The main thought all this triggered was: if only timber and timber products were as widely specified and actively desired in the UK as they are in Sweden. The good news I discovered on my return, is that still more organisations and companies are pumping up the promotional volume to chivvy our market in the Nordic direction. The Scottish Timber Trade Association has recruited a PR consultant and launched a campaign targeting specifiers and consumers and Richard Burbidge has put another £250,000 into brand building.

Others report that their investment in advertising and marketing timber, both generically and in the form of specific products, is paying dividends. The Northern Ireland Timber Trade Association says its dry-graded timber seminars have attracted over 400 builders and architects.

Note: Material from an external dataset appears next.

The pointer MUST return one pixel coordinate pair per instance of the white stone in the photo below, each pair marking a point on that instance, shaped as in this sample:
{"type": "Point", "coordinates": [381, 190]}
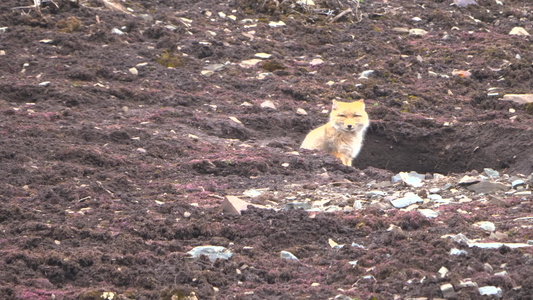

And, in our business feature, other key players discuss their successful promotional initiatives.

The cloud accompanying this silver lining is the tendency of some to focus their most aggressive marketing and sales tactics against other companies and products in the timber sector.

Of course, a degree of inter-industry competitivenesss is natural. It makes for lean, mean businesses. But, at the end of the day, it doesn’t grow the market and, as TTF president Philip Underwood pointed out around the time of the Wood for Good launch, over-doing it leaves rival materials free to make hay.